Петька вздохнул отрывисто, без шипения, и подумал: «гласным звуком». Гласными охают девчонки, когда получат двойки, гласными они кричат, когда их хватают за косы.
Шел тихий снег, и Стелла Ивановна тихо говорила про гласные и согласные. Ее слова, такие маленькие и чистые, падали, как снежинки. Она, конечно, не любила русский язык. Ей бы только географию да географию… Вот бы приехала на Раманон — там действительно география!
Как рассказать ей про Раманон? Подойти Петька не сможет, сразу вспотеет и замолчит. Если бы написать, без чепухи, как Зиночка. Совсем немножко. Потом дать Глебу подправить. А не получится, пусть Глеб сам напишет.
Петька колеблется: написать или не писать?.. А сам видит ручей — тот самый, из которого на Раманоне берут воду, — на перекате вскипает пена, ветер выбеливает ею берег, а в струях, если наклониться и пить, мелькают форели.

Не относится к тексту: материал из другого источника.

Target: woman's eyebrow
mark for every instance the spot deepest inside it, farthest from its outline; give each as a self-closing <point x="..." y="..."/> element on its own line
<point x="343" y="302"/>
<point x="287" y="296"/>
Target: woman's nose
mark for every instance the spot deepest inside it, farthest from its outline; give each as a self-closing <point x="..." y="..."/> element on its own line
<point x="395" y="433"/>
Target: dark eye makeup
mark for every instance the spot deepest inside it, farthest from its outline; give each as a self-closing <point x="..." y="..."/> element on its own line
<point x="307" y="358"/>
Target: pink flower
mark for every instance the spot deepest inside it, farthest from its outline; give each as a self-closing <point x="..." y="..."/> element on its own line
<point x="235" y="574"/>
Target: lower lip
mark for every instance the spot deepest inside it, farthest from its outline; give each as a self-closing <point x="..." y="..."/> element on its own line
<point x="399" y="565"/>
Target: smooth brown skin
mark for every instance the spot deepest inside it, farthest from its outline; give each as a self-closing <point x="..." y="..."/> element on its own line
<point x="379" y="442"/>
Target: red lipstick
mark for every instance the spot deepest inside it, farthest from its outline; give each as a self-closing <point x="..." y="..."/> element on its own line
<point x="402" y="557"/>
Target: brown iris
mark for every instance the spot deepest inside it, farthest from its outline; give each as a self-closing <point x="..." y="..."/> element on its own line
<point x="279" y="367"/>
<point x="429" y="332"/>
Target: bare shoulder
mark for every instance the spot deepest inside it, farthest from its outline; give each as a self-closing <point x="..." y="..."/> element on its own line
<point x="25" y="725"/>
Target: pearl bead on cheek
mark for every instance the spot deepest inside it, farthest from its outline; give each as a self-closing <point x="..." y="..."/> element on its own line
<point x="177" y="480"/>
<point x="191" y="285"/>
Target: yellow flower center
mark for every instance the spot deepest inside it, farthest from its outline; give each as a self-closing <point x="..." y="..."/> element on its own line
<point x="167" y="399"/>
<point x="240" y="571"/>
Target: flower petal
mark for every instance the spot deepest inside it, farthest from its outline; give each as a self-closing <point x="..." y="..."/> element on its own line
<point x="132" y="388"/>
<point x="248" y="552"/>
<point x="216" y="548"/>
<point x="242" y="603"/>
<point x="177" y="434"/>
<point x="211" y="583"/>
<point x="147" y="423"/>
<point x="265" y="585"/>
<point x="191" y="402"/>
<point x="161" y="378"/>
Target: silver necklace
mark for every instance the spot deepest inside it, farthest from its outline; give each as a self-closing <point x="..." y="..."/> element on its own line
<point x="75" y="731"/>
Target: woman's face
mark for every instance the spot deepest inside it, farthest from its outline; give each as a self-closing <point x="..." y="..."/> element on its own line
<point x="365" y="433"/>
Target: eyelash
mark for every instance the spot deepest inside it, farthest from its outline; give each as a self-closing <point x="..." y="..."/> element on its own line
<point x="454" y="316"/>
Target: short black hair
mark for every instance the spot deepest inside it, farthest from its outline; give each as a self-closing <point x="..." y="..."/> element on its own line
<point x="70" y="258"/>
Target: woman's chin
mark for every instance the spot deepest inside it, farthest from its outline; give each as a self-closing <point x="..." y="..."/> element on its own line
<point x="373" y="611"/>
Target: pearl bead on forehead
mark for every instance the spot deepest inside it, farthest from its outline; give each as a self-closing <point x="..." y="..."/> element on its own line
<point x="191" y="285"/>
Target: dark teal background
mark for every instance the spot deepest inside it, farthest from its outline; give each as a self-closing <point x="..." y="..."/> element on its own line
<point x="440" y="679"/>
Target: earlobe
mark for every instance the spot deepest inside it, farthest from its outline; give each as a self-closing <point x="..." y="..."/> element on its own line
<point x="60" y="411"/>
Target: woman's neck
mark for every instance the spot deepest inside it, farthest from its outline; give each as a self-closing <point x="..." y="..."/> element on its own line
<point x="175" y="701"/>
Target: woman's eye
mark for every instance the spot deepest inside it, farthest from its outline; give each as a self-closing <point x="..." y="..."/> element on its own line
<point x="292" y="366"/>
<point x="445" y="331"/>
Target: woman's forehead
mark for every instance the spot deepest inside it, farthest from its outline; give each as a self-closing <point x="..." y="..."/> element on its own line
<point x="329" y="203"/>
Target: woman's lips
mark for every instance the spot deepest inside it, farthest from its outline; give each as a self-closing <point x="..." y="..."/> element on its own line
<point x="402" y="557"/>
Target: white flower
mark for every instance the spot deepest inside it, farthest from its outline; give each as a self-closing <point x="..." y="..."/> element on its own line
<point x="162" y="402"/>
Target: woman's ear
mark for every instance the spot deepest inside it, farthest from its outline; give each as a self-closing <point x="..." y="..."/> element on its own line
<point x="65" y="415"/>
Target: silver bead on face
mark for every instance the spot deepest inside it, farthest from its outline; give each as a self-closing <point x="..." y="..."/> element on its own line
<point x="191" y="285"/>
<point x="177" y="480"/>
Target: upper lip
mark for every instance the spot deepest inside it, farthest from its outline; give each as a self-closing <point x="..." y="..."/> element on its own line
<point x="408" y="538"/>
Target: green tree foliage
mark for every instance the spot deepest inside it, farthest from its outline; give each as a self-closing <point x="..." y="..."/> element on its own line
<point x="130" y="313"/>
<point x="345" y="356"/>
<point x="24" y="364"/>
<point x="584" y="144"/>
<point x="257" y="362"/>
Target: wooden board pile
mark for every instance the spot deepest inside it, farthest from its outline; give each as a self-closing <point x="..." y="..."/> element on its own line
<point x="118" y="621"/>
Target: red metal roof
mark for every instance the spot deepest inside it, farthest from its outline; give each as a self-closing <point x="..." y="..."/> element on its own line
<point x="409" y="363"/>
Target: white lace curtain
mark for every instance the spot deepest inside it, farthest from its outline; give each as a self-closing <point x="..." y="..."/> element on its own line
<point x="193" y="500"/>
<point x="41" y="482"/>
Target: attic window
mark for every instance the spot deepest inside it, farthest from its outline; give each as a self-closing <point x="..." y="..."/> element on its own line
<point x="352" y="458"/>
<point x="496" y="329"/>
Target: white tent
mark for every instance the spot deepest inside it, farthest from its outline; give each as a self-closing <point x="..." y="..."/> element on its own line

Он вырвал из середины тетради листок, перегнул пополам, чтобы меньше был, положил в раскрытый «Учебник русского языка» и, много раз ткнув в него сухим пером, стал писать:
«Стелла Ивановна, вы, наверно, любите географию. Приезжайте на Раманон. Раманон настоящая география. Там все география. И такие ручьи есть, как вы рисуете на бумажках. Только они не черные, они зеленые, и форелька в них плавает. А деревья пушистые, как у вас, бывают, когда иней на них насядет. И сопки такие колючие весной, потому что листьев еще нет. Мой дед, хромой Инокентьев, говорит, будто листья проклевываются от любопытства — посмотреть, какое солнце и какая земля. Когда я был маленьким, я думал, что в каждой почке сидит липкий зеленый цыпленок, а потом стал думать, что по лесу летают птицы и проклевывают почки. На Раманоне первым пускает листья тальник в овраге, за ним — ольха. Береза и тополь зеленеют, когда я уже из школы приеду. Дед всегда говорит: «И березы рады тебе, вишь, как наряжаются». Это он по малограмотности, я-то знаю, что деревья неодушевленные. Вы, Стелла Ивановна, когда приедете, не очень с дедом разговаривайте: он отсталый. Пусть только сделает свисток из медвежьей дудки, это он здорово умеет, и все. Отец — другое дело, отец на «Осколе» служил. Он сам покажет маячную башню. Подниметесь когда, голова закружится. Линзу посмотрите, на ней написано: «Париж, 1895 г.». Даже без света на нее больно смотреть, такая блестящая. Хрустальная вся. А я покажу вам пещеру под Раманоном, которая похожа на его рот, там в прилив грохочет вода, отрываются камни. Там можно найти потом живого краба, серого, лохматого, и сварить его на берегу в ведре с морской водой. Краб станет красный и красивый. Надо ломать его лапы, ножом резать панцирь и кушать мясо. Вкусное мясо, вкуснее даже, чем в банках, которые «Снатка» называются. Вечером бывает красиво, когда в Татарский пролив солнце тонет, и ветер траву на Раманоне гладит, будто волосы ему гребешком чешет. А потом линза на маяке шевельнется, потихоньку поведет глазом, и загорится маяк. Мигнет в море, посмотрит: в порядке ли там все, отдохнет немножко и еще посмотрит. Он, конечно, неодушевленный, маяк, но так кажется. Вы, Стелла Ивановна, будете сидеть и мечтать про географию… Приезжайте. Добраться до Раманона легко. Сначала на катере поедем, потом на машине, на лодке переедем речку, потом пешком 10 километров. Ерунда!»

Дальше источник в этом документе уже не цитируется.